Since signal and noise are uncorrelated, the spectrum of data is the spectrum of the signal plus that of the noise. An equation for this idea is  

$$\sigma_d^2 \eq \sigma_s^2 \ + \ \sigma_n^2$$ (15)

This says resonances in the signal and resonances in the noise will both be found in the data. When we are given $\sigma_d^2$ and $\sigma_n^2$ it seems a simple matter to subtract to get $\sigma_s^2$.Actually it can be very tricky. We are never given $\sigma_d^2$ and $\sigma_n^2$;we must estimate them. Further, they can be a function of frequency, wave number, or dip, and these can be changing during measurements. We could easily find ourselves with a negative estimate for $\sigma_s^2$ which would ruin any attempt to segregate signal from noise. An idea of Simon Spitz can help here.

Let us reexpress equation (15) with prediction-error filters.
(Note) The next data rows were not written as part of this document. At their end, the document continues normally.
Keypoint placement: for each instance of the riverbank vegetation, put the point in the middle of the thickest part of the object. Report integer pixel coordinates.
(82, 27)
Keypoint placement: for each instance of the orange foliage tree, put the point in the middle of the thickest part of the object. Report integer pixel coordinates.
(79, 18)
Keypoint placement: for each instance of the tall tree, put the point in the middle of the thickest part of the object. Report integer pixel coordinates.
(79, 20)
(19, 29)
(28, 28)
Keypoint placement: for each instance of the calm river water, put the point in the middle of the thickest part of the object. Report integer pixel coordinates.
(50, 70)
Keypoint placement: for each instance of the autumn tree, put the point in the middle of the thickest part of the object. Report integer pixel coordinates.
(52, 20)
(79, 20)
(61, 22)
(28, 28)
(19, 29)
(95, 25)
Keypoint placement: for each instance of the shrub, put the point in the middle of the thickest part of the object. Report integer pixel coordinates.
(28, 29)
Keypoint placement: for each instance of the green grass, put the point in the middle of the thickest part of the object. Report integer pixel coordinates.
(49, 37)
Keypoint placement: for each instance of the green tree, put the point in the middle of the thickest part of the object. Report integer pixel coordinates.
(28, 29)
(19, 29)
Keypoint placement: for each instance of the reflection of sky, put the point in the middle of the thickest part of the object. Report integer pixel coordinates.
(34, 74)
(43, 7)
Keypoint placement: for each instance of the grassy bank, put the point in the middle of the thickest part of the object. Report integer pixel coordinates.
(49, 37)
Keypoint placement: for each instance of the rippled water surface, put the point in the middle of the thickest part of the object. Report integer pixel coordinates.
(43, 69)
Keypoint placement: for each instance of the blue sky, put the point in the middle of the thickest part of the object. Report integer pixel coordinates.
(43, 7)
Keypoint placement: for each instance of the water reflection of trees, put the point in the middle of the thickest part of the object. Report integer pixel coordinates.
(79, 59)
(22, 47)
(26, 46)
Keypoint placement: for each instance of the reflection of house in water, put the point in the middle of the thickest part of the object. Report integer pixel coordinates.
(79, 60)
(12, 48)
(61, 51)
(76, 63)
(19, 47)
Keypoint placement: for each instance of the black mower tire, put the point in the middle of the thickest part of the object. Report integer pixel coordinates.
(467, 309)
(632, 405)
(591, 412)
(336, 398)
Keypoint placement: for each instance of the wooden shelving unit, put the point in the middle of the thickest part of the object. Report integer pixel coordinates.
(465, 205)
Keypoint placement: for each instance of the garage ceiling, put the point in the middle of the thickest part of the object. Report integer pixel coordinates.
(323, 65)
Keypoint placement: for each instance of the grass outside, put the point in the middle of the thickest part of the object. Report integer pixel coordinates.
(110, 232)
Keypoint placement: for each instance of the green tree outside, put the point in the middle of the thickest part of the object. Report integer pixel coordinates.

$${1\over \bar A_d A_d} \eq {1\over \bar A_s A_s} \ + \ {1\ov... ...\ {\bar A_n A_n} \over ( {\bar A_s A_s} ) ( {\bar A_n A_n}) }$$ (16)

Inverting

$${ \bar A_d A_d} \eq { ( {\bar A_s A_s} ) \ ( {\bar A_n A_n}) \over {\bar A_s A_s} \ +\ {\bar A_n A_n} }$$ (17)

The essential feature of a PEF is its zeros. Where a PEF approaches zero, its inverse is large and resonating. When we are concerned with the zeros of a mathematical function we tend to focus on numerators and ignore denominators. The zeros in ${\bar A_s A_s}$compound with the zeros in ${\bar A_n A_n}$to make the zeros in ${\bar A_d A_d}$.This motivates the ``Spitz Approximation.''

$${ \bar A_d A_d} \eq ( {\bar A_s A_s} )\ ( {\bar A_n A_n})$$ (18)

It usually happens that we can find a patch of data where no signal is present. That's a good place to estimate the noise PEF A_n. It is usually much harder to find a patch of data where no noise is present. This motivates the Spitz approximation which by saying A_d = A_s A_n tells us that the hard-to-estimate A_s is the ratio A_s = A_d / A_n of two easy-to-estimate PEFs.

It would be computationally convenient if we had A_s expressed not as a ratio. For this, form the signal $\bold u = \bold A_n \bold d$by applying the noise PEF A_n to the data $\bold d$.The spectral relation is

$$\sigma_u^2 \eq \sigma_d^2 / \sigma_n^2$$ (19)

Inverting this expression and using the Spitz approximation we see that a PEF estimate on $\bold u$ is the required A_s in numerator form because

$$A_u \eq A_d / A_n \eq A_s$$ (20)